Armeta KZ

DevOps Engineer (AI Infrastructure)

Не указана
  • Астана
  • Полная занятость
  • Полный день
  • От 3 до 6 лет
  • Docker
  • Kubernetes
  • Python
  • DevOps

Armeta Inc. is developing advanced AI-driven systems that transform how large-scale engineering and construction projects are evaluated and approved. Our technology automates complex, compliance-heavy processes, ensuring accuracy and trustworthiness.

We are building a high-performance, on-premise computing platform to power our complex multi-agent, data, and backend systems, and we are looking for a DevOps engineer to build and manage this critical infrastructure.

Key Responsibilities

  • Design, build, and maintain our high-availability on-premise infrastructure, built on Kubernetes and bare-metal (including supercomputers and NVIDIA DGX systems).
  • Develop and manage robust CI/CD pipelines (e.g., GitLab CI, Jenkins) for automated building, testing, and deployment of all services.
  • Manage the deployment, scaling, and operation of our core technology stack, including:
  • Backend microservices (FastAPI);
  • AI multi-agent systems and LLM-serving platforms;
  • Distributed compute clusters (specifically Ray);
  • Object storage systems (specifically Minio).
  • Implement and manage comprehensive monitoring, logging, and alerting solutions (e.g., Prometheus, Grafana, ELK/Loki) to ensure system health and performance.
  • Manage NVIDIA DGX hardware, including GPU drivers, CUDA, and high-performance networking (e.g., Infiniband).
  • Automate infrastructure provisioning and configuration management using IaC tools (e.g., Ansible, Terraform).
  • Work closely with AI and Backend teams to ensure a smooth, reliable path from research and development to production.
  • Implement and maintain on-premise security best practices, including network policies, access control, and vulnerability management.

Qualifications

  • Expert-level knowledge of Kubernetes (K8s) and the container ecosystem (Docker).
  • Proven experience managing on-premise, bare-metal server environments.
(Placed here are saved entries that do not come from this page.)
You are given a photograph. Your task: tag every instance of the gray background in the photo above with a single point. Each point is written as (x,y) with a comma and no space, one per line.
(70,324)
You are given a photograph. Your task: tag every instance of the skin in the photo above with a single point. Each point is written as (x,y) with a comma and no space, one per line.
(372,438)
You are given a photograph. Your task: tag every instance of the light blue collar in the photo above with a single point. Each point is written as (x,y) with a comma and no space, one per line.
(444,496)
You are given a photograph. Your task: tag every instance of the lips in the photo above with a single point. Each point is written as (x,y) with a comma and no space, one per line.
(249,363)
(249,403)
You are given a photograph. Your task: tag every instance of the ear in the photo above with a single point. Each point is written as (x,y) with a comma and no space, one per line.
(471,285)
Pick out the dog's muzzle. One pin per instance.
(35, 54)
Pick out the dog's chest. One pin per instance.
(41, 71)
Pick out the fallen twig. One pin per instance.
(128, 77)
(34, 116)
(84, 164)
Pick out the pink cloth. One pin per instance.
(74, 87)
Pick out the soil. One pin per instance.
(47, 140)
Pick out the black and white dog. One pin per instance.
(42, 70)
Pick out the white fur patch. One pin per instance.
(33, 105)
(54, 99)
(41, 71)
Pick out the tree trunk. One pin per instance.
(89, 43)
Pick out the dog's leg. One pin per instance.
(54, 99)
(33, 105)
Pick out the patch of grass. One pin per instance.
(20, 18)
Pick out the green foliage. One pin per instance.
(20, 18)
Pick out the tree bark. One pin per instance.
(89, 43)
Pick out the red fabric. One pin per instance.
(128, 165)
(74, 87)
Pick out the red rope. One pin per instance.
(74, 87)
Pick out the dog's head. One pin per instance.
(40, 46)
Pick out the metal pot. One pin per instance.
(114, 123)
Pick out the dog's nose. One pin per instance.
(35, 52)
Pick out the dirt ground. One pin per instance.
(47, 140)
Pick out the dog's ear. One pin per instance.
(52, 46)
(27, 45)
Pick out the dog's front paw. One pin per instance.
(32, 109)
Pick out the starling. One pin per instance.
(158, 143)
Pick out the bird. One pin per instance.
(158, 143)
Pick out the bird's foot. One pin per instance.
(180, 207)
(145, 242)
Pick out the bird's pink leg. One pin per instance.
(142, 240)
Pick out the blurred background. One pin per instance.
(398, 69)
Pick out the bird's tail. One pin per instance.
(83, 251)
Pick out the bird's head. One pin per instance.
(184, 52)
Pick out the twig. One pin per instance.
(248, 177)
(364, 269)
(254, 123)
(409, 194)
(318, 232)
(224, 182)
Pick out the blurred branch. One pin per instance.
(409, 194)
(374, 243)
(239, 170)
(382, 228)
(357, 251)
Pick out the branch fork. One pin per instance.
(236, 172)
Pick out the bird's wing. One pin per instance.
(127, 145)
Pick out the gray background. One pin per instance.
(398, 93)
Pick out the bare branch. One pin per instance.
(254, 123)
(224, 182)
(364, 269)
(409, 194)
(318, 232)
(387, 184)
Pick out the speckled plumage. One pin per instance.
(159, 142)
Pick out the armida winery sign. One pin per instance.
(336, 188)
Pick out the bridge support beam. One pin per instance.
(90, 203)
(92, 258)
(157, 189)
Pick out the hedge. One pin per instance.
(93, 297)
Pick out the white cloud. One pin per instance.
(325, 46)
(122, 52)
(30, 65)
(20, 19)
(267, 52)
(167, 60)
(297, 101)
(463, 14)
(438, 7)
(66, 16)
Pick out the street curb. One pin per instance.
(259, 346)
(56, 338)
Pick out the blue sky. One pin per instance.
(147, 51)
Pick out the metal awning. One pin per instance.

Experience with public cloud (AWS, GCP) is a plus, but on-premise expertise is essential.
  • Strong experience with CI/CD tools (e.g., GitLab CI, Jenkins, GitHub Actions).
  • Strong experience with Infrastructure as Code (IaC) tools (especially Ansible, Terraform).
  • 5+ years of hands-on experience in DevOps, SRE, or a similar role.
  • Deep understanding of networking principles (TCP/IP, load balancing, firewalls, VPCs).
  • Proficiency in scripting and automation (e.g., Python, Bash).
  • Experience with monitoring and logging stacks (e.g., Prometheus, Grafana).

Preferred Qualifications (Bonus Points)

  • Strong experience with MLOps tools and platforms (e.g., KubeFlow, MLflow, Seldon Core, KServe).
  • Hands-on experience with NVIDIA GPU management, CUDA, and the NVIDIA GPU Operator for K8s.
  • Direct experience deploying and managing Ray clusters.
  • Direct experience deploying and managing Minio clusters.
  • Experience with high-performance networking (e.g., Infiniband).
  • Experience with distributed storage systems (e.g., Ceph).